Cumhurbaşkanı Recep Tayyip Erdoğan, Türkiye'de futbolu daha ileriye taşımak için en büyük yatırımı insana yapmak mecburiyetinde olduklarını kaydetti. Süper Lig takımlarında oynayan Türk gençlerinin sayısının giderek azalıyor olmasını herkesin düşünmesi gerektiğini vurgulayan Erdoğan, bu tablonun yeni futbolcuların yetişmesinde sorun ve tıkanıklık olduğunu gösterdiğini söyledi.
Erdoğan, dünyanın en iyi futbolcularının Türk takımlarında oynamasının herkesi sevindireceğini ancak bu futbolcuların ülke gençlerinden olmasının bu sevince gurur ve kıvanç katacağını ifade etti.
Gerek yapılan altyapı yatırımlarının etkisiyle gerekse okullarda bu işin artık daha disiplinle ve bilinçli takip edilmesiyle yeni dönemde Süper Ligde oynayan gençlerin sayılarının da artacağını ümit ettiğini belirten Erdoğan, şunları kaydetti:
"Aynı şekilde son dönemde önemli ölçüde azalttığımız sporda şiddeti de önümüzdeki süreçte alacağımız ilave tedbirlerle çok düşük seviyelere getireceğimize inanıyorum.
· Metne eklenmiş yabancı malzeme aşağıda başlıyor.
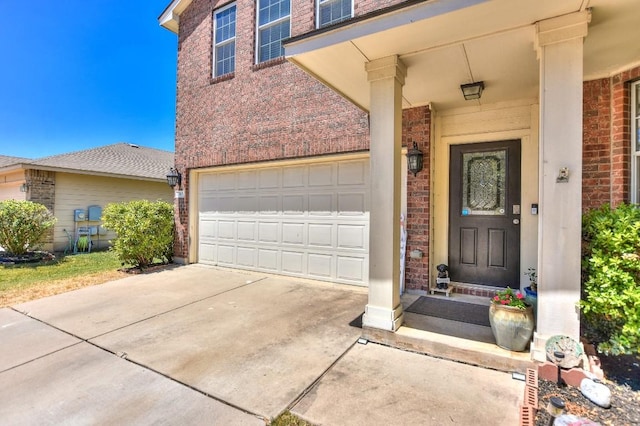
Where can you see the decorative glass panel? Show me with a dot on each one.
(483, 183)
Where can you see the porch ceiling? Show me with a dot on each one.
(446, 43)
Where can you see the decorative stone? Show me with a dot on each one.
(595, 392)
(571, 420)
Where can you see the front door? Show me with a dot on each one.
(484, 213)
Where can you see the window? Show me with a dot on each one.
(224, 58)
(635, 142)
(333, 11)
(273, 27)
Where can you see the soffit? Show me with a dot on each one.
(468, 40)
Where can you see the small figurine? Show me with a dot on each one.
(443, 276)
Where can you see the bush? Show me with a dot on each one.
(144, 231)
(23, 225)
(611, 279)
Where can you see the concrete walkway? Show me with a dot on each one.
(205, 345)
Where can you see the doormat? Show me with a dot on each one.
(471, 313)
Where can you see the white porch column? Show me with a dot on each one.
(560, 50)
(386, 78)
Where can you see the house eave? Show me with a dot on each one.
(90, 173)
(170, 16)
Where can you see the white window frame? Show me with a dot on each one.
(635, 142)
(320, 3)
(217, 44)
(259, 28)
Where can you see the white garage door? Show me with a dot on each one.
(309, 220)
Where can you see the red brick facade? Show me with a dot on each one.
(274, 111)
(416, 125)
(607, 140)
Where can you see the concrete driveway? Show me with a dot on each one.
(205, 345)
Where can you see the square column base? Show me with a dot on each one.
(383, 318)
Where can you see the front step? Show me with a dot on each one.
(449, 347)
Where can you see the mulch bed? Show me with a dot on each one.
(622, 377)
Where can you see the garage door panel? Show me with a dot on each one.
(268, 259)
(268, 232)
(225, 205)
(293, 233)
(208, 229)
(227, 182)
(246, 256)
(247, 180)
(351, 268)
(207, 253)
(320, 265)
(321, 204)
(246, 231)
(309, 220)
(226, 254)
(293, 204)
(352, 204)
(247, 204)
(293, 262)
(352, 236)
(226, 230)
(269, 204)
(320, 234)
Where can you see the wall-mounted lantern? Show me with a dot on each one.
(174, 178)
(472, 90)
(414, 159)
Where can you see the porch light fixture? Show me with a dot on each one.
(414, 159)
(472, 90)
(174, 178)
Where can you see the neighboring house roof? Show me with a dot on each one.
(6, 160)
(120, 159)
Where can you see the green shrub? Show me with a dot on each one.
(23, 225)
(611, 279)
(144, 231)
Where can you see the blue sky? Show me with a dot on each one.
(77, 74)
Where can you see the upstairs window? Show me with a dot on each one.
(333, 11)
(635, 142)
(274, 25)
(224, 22)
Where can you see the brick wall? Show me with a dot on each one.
(416, 126)
(607, 140)
(596, 144)
(262, 112)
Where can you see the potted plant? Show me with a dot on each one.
(531, 292)
(511, 320)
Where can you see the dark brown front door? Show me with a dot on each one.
(484, 213)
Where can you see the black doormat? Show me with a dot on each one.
(471, 313)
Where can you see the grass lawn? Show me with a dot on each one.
(21, 283)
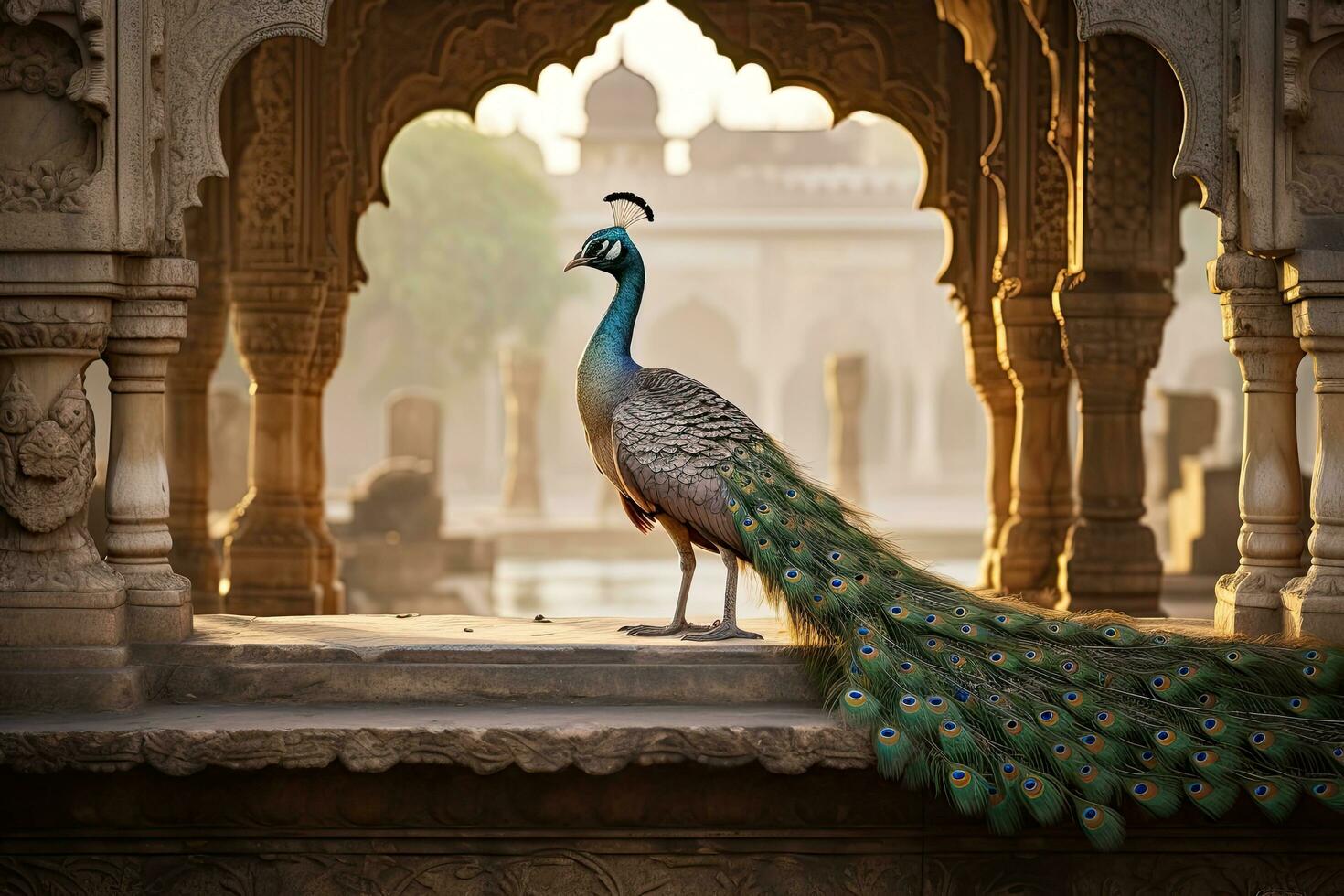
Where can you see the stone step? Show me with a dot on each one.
(465, 661)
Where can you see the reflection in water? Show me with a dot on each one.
(635, 589)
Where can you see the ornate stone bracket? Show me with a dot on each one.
(205, 42)
(1191, 37)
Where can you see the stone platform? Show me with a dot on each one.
(537, 758)
(463, 661)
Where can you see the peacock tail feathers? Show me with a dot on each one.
(1015, 712)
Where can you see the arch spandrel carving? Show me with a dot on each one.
(205, 39)
(1189, 37)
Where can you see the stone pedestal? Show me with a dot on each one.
(846, 382)
(1031, 352)
(520, 378)
(1313, 283)
(1112, 338)
(1258, 329)
(414, 426)
(272, 555)
(144, 334)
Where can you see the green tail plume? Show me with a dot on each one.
(1017, 712)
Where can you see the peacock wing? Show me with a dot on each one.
(668, 440)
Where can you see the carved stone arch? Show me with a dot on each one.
(903, 65)
(414, 59)
(1189, 37)
(203, 42)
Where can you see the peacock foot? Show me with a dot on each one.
(661, 632)
(723, 632)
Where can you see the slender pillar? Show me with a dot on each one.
(1031, 352)
(1313, 283)
(312, 457)
(1113, 332)
(145, 332)
(63, 612)
(520, 375)
(271, 555)
(846, 382)
(991, 382)
(1258, 328)
(190, 371)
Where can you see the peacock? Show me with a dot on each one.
(1012, 712)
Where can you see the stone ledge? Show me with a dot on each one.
(180, 741)
(464, 660)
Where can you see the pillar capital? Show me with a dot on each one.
(145, 332)
(1313, 283)
(276, 323)
(1112, 323)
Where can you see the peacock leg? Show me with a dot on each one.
(682, 539)
(726, 627)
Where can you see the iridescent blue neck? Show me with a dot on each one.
(611, 343)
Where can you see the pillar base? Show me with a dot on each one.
(1027, 559)
(1249, 603)
(157, 606)
(71, 689)
(1110, 566)
(1313, 606)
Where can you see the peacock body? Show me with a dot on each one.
(1009, 710)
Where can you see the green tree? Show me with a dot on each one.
(461, 258)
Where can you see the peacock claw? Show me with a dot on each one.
(661, 632)
(723, 632)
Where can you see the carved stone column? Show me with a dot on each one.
(846, 382)
(272, 555)
(1113, 332)
(1258, 329)
(1112, 304)
(63, 614)
(997, 392)
(520, 378)
(1313, 283)
(1029, 164)
(145, 332)
(190, 372)
(1029, 349)
(312, 455)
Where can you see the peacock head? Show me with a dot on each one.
(611, 249)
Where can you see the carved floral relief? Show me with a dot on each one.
(1318, 157)
(46, 455)
(50, 146)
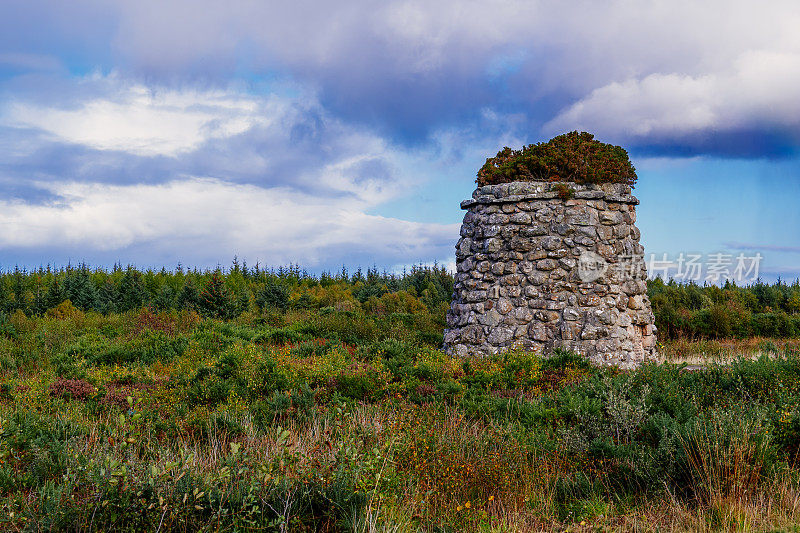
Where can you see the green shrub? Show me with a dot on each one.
(575, 157)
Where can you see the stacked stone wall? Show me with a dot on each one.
(546, 265)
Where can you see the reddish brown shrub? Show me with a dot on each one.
(575, 157)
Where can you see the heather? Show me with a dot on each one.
(571, 157)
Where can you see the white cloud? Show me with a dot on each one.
(202, 219)
(757, 90)
(143, 121)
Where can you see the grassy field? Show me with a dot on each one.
(340, 420)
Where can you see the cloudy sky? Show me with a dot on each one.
(323, 133)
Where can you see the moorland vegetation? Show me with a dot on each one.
(279, 401)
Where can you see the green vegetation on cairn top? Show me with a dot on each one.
(575, 157)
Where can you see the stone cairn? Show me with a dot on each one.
(552, 265)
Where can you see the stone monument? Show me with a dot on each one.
(544, 265)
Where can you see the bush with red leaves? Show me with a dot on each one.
(575, 157)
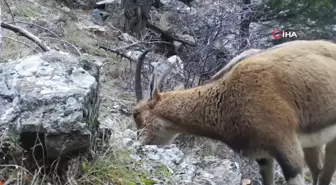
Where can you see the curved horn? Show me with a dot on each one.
(156, 82)
(138, 87)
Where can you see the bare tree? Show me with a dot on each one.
(136, 13)
(0, 36)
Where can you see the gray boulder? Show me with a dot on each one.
(51, 96)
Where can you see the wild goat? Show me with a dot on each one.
(278, 104)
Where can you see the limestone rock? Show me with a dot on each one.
(50, 94)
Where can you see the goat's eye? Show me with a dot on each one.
(135, 114)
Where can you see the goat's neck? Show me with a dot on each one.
(193, 111)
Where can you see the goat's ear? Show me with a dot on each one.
(180, 87)
(156, 95)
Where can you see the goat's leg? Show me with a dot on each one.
(329, 164)
(266, 168)
(314, 160)
(289, 155)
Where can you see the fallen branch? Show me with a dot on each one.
(169, 36)
(116, 52)
(26, 34)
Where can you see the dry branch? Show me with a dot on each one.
(116, 52)
(169, 36)
(26, 34)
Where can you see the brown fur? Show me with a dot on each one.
(259, 108)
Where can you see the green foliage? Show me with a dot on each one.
(116, 167)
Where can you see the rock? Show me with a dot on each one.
(51, 94)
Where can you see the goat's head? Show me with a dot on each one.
(152, 129)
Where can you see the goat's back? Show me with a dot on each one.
(298, 79)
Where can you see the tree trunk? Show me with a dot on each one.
(0, 37)
(136, 13)
(246, 18)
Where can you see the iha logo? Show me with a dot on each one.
(278, 34)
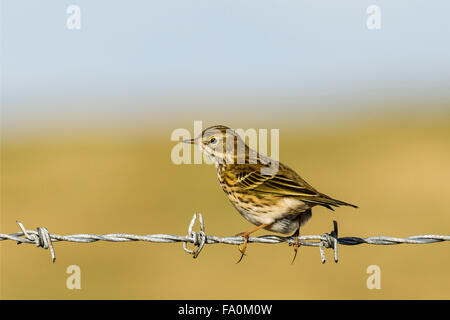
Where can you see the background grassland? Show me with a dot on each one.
(396, 170)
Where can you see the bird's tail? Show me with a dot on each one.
(329, 202)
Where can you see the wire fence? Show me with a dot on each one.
(42, 238)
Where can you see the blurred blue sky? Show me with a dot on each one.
(253, 47)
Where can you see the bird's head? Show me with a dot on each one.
(220, 143)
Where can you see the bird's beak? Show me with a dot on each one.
(191, 141)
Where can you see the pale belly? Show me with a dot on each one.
(284, 217)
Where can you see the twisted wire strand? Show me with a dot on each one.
(42, 238)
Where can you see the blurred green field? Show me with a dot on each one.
(396, 170)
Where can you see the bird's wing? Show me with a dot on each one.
(280, 184)
(276, 184)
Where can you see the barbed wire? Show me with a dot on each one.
(42, 238)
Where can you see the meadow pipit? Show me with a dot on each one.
(264, 191)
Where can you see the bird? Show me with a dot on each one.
(264, 191)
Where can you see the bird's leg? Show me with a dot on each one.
(296, 244)
(246, 236)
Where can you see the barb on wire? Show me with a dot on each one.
(42, 238)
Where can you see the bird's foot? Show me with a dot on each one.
(244, 246)
(296, 245)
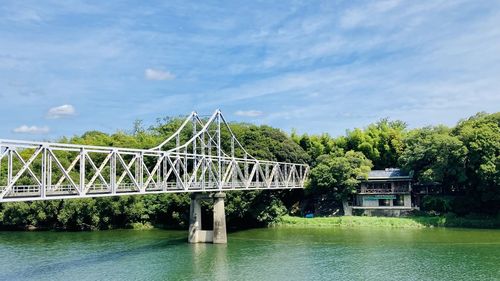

Bir yasal düzenleme talebi olduğunu biliyorum. Bu yasal düzenlemeyle alakalı da şüphesiz ki federasyonun, Kulüpler Birliğinin, tüm kulüplerle ortaklaşa, iyi çalışarak hazırlayıp sunacakları böyle bir teklifi inşallah parlamentomuz da süratle çıkaracaktır, buna inanıyorum."